Taraflar arasındaki kamulaştırmasız el atılan taşınmaz bedelinin tahsili ve ecrimisil davasından dolayı yapılan yargılama sonunda: Davanın kabulüne dair verilen yukarıda gün ve sayıları yazılı hükmün Yargıtay"ca incelenmesi, davalı idare vekilince verilen dilekçe ile istenilmiş olmakla, dosyadaki belgeler okunup uyuşmazlık anlaşıldıktan sonra gereği görüşülüp düşünüldü:
- K A R A R –
Dava, kamulaştırmasız el atılan taşınmaz bedelinin tahsili ve ecrimisil istemine ilişkindir. Mahkemece, davanın kabulüne karar verilmiş; hüküm, davalı idare vekilince temyiz edilmiştir. Bilirkişi incelemesi yaptırılmıştır. Alınan rapor hüküm kurmaya elverişli değildir. Şöyle ki; Taşınmaza el atılmadan önce davacı tarafça 2012 yılında yaptırılan delil tespiti dosyasındaki bilirkişi raporunda 7600 m² yüz ölçümündeki taşınmazda 10-15 yaşlarında 200 söğüt ve 4-6 yaşlarında 85 söğüt ağacı bulunduğunun tespit edildiği, dere ıslah çalışması sonrasında taşınmazın 769,56 m²’sine el atıldığı ve arta kalan 340,30 m²’nin işe yaramaz hale geldiği anlaşılmıştır.
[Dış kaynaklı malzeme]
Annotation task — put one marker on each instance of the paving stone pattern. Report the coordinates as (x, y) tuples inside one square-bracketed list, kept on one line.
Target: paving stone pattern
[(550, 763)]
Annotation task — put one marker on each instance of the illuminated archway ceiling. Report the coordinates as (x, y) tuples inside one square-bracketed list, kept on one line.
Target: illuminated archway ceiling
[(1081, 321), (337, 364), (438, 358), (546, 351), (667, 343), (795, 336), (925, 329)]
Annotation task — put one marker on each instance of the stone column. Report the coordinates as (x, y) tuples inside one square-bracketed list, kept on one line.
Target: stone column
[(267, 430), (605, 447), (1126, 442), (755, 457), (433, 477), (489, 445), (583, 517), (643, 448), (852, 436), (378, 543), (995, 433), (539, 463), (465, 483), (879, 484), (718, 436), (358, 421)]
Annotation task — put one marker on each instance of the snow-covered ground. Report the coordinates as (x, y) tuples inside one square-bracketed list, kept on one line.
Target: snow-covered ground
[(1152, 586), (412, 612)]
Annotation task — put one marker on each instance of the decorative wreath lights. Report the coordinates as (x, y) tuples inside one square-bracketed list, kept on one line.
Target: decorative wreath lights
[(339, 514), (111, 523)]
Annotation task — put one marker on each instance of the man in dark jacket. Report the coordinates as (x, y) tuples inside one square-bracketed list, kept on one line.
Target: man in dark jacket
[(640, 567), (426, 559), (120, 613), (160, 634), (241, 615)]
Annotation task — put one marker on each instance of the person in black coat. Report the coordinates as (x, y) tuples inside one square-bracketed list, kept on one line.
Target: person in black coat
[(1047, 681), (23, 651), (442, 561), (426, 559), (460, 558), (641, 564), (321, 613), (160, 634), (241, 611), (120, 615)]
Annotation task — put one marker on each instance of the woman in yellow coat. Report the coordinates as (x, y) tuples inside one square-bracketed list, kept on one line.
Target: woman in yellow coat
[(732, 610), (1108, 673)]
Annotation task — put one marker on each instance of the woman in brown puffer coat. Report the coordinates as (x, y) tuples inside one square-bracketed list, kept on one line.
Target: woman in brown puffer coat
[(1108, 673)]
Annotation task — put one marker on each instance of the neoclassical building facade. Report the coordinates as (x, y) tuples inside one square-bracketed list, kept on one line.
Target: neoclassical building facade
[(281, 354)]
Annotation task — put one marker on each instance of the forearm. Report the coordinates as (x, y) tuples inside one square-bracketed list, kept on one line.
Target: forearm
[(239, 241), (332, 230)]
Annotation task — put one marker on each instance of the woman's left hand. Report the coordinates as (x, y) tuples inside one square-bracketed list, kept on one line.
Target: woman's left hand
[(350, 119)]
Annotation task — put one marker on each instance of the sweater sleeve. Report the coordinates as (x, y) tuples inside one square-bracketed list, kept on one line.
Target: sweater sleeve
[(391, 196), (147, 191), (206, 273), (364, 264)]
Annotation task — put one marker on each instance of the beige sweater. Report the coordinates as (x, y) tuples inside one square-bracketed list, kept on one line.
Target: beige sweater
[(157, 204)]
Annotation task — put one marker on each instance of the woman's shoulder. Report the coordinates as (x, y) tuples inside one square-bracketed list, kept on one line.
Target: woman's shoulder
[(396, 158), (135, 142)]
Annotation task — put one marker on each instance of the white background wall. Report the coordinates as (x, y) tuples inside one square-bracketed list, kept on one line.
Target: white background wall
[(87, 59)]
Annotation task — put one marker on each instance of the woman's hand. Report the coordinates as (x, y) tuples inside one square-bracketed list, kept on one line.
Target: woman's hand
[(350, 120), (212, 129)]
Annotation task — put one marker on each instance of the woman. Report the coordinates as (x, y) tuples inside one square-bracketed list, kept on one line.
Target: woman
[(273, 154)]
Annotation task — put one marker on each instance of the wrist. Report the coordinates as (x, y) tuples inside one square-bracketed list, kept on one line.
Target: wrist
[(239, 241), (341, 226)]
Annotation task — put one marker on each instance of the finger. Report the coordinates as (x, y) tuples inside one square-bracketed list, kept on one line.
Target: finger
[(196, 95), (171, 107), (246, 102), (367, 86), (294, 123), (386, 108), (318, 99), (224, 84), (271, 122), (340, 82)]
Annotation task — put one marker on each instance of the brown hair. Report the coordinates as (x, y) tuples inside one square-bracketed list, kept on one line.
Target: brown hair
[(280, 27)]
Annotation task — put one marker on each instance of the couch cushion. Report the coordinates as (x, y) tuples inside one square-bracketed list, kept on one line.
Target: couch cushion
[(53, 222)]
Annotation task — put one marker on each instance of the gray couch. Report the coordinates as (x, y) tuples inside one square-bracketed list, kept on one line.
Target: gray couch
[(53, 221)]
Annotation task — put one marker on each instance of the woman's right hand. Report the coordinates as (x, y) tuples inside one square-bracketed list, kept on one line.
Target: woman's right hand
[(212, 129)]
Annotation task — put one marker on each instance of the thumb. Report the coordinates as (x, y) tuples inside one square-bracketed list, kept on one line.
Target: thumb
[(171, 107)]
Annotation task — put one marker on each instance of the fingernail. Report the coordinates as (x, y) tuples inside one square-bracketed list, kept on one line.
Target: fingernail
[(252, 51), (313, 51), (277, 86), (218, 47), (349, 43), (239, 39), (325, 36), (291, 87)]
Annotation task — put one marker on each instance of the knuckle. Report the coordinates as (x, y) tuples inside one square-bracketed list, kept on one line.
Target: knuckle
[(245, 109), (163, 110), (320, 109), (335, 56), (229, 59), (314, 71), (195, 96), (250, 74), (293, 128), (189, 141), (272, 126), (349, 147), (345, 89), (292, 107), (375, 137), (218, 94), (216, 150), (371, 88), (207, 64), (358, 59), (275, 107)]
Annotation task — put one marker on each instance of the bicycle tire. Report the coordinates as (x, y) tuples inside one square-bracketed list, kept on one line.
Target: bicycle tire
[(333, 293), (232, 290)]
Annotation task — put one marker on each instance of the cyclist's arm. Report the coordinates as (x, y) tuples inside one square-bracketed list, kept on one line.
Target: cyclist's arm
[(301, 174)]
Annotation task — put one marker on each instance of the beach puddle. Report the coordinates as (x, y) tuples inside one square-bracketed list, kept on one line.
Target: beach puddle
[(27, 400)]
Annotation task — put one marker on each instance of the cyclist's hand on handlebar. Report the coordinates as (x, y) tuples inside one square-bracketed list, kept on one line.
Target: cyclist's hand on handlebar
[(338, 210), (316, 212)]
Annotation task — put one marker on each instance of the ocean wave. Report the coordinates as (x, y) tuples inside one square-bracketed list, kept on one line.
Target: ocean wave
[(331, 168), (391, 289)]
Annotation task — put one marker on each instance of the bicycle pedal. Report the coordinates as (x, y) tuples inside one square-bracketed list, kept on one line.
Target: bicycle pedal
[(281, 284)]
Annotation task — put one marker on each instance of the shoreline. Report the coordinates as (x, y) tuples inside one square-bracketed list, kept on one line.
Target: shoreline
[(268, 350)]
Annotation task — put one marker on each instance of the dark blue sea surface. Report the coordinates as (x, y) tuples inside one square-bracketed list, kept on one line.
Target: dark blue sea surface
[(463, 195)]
Mahallinde yapılan keşifte dinlenen tanık anlatımında; taşınmaz üzerinde ağaç bulunmadığı, el atılan kısmın su altında olduğu, su altında kalmadan önce bu kısımdaki ağaçların davalılarca kesildiği belirtilmiştir. Bu durumda; davacının el atılan bölümdeki ağaçları kesip götürdüğü, kereste olarak değerlendirdiğinin kabulü gerekir. Mahkeme, ağaçların davacı tarafından kesildikten sonra idarece alınıp- alınmadığı kesin olarak araştırılıp, alınmış ise, ağaçların maktu bedeline hükmedilmesi, alınmamış ise ağaçlar bakımından davanın reddi gerektiği düşünülmeden, eksik inceleme ile yazılı şekilde karar verilmesi, Doğru görülmemiştir. Davalı idare vekilinin temyiz itirazları yerinde olduğundan, hükmün açıklanan nedenle H.U.M.K.nun 428. maddesi gereğince BOZULMASINA, peşin alınan temyiz harcının istenildiğinde iadesine ve temyize başvurma harcının Hazineye irad kaydedilmesine, 31/03/2016 gününde oybirliğiyle karar verildi.